How to Build Advanced, Interactive Data Analysis for Workflow Analysis Using PyGWalker and Feature-Engineered Data

0 1 4 minutes read

How to Build Advanced, Interactive Data Analysis for Workflow Analysis Using PyGWalker and Feature-Engineered Data

In this tutorial, we show how to go beyond static, code-heavy charts and build a data analysis workflow that you use directly. PyGWalker. We begin by preparing the Titanic data set for the main interactive questions. These analytics-ready features reveal the underlying structure of the data while enabling both detailed row-level exploration and high-level aggregated views for deeper insights. Embedding a Tableau-style drag-and-drop interface directly into a notebook enables rapid hypothesis testing, accurate group comparisons, and effective data quality assessment, all without the friction of switching between code and visualization tools.

import sys, subprocess, json, math, os
from pathlib import Path


def pip_install(pkgs):
   subprocess.check_call([sys.executable, "-m", "pip", "install", "-q"] + pkgs)


pip_install([
   "pygwalker>=0.4.9",
   "duckdb>=0.10.0",
   "pandas>=2.0.0",
   "numpy>=1.24.0",
   "seaborn>=0.13.0"
])


import numpy as np
import pandas as pd
import seaborn as sns


df_raw = sns.load_dataset("titanic").copy()
print("Raw shape:", df_raw.shape)
display(df_raw.head(3))

Set up a clean and reproducible Colab environment by installing all necessary dependencies in interactive EDA. We’re loading the Titanic dataset and doing some preliminary brainstorming to understand its raw structure and scale. It establishes a stable foundation before any change or visualization begins.

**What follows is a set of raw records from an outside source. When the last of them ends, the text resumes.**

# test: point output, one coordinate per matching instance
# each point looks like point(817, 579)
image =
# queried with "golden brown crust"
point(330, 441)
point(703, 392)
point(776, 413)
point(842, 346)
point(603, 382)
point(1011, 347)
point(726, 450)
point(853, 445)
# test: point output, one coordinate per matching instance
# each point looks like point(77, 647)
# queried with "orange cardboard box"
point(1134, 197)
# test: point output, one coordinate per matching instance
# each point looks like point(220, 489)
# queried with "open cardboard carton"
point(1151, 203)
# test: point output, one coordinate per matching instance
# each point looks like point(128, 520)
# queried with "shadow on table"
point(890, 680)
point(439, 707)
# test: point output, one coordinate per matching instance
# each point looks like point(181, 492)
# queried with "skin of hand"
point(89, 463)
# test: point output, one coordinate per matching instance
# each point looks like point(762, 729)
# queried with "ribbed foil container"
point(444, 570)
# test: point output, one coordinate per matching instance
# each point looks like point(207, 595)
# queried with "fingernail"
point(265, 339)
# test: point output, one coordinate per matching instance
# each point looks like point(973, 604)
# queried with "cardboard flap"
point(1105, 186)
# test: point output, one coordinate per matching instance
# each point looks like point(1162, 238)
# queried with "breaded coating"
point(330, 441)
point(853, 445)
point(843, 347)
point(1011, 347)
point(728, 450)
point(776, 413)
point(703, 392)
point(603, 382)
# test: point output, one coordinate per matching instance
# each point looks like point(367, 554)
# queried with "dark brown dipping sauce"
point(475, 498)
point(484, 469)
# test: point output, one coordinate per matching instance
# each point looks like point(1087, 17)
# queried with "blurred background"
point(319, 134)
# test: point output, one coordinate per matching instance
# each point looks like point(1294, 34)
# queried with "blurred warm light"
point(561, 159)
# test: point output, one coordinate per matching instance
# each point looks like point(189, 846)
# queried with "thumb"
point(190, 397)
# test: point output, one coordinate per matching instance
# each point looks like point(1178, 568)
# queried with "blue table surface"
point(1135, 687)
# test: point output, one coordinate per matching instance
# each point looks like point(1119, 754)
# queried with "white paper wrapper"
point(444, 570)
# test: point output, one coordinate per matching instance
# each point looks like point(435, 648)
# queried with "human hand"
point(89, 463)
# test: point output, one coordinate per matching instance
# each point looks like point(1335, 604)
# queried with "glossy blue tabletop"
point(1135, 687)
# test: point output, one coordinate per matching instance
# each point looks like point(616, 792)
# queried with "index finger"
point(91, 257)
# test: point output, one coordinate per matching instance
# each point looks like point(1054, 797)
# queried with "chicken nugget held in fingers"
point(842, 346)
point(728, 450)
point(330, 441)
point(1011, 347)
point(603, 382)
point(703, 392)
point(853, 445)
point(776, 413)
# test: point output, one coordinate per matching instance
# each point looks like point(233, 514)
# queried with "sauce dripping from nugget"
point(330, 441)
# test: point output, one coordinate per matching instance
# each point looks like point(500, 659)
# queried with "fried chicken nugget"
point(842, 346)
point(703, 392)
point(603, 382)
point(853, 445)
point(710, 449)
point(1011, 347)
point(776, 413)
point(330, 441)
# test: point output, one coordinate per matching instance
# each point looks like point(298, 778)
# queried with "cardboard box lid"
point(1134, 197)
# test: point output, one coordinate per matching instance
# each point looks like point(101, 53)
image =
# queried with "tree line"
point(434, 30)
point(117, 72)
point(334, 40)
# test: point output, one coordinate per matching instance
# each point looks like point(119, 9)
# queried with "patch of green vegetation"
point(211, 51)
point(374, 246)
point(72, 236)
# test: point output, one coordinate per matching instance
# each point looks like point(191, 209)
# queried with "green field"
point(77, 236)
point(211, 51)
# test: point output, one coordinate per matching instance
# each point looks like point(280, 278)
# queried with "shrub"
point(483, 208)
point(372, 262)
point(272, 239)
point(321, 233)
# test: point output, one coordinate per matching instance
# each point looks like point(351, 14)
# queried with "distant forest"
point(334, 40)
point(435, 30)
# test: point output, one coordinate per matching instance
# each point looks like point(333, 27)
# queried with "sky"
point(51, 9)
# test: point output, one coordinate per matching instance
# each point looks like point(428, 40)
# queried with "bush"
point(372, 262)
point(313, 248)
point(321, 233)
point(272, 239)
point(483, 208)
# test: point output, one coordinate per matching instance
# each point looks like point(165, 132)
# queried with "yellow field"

def make_safe_bucket(series, bins=None, labels=None, q=None, prefix="bucket"):
   s = pd.to_numeric(series, errors="coerce")
   if q is not None:
       try:
           cuts = pd.qcut(s, q=q, duplicates="drop")
           return cuts.astype("string").fillna("Unknown")
       except Exception:
           pass
   if bins is not None:
       cuts = pd.cut(s, bins=bins, labels=labels, include_lowest=True)
       return cuts.astype("string").fillna("Unknown")
   return s.astype("float64")


def preprocess_titanic_advanced(df):
   out = df.copy()
   out.columns = [c.strip().lower().replace(" ", "_") for c in out.columns]


   for c in ["survived", "pclass", "sibsp", "parch"]:
       if c in out.columns:
           out[c] = pd.to_numeric(out[c], errors="coerce").fillna(-1).astype("int64")


   if "age" in out.columns:
       out["age"] = pd.to_numeric(out["age"], errors="coerce").astype("float64")
       out["age_is_missing"] = out["age"].isna()
       out["age_bucket"] = make_safe_bucket(
           out["age"],
           bins=[0, 12, 18, 30, 45, 60, 120],
           labels=["child", "teen", "young_adult", "adult", "mid_age", "senior"],
       )


   if "fare" in out.columns:
       out["fare"] = pd.to_numeric(out["fare"], errors="coerce").astype("float64")
       out["fare_is_missing"] = out["fare"].isna()
       out["log_fare"] = np.log1p(out["fare"].fillna(0))
       out["fare_bucket"] = make_safe_bucket(out["fare"], q=8)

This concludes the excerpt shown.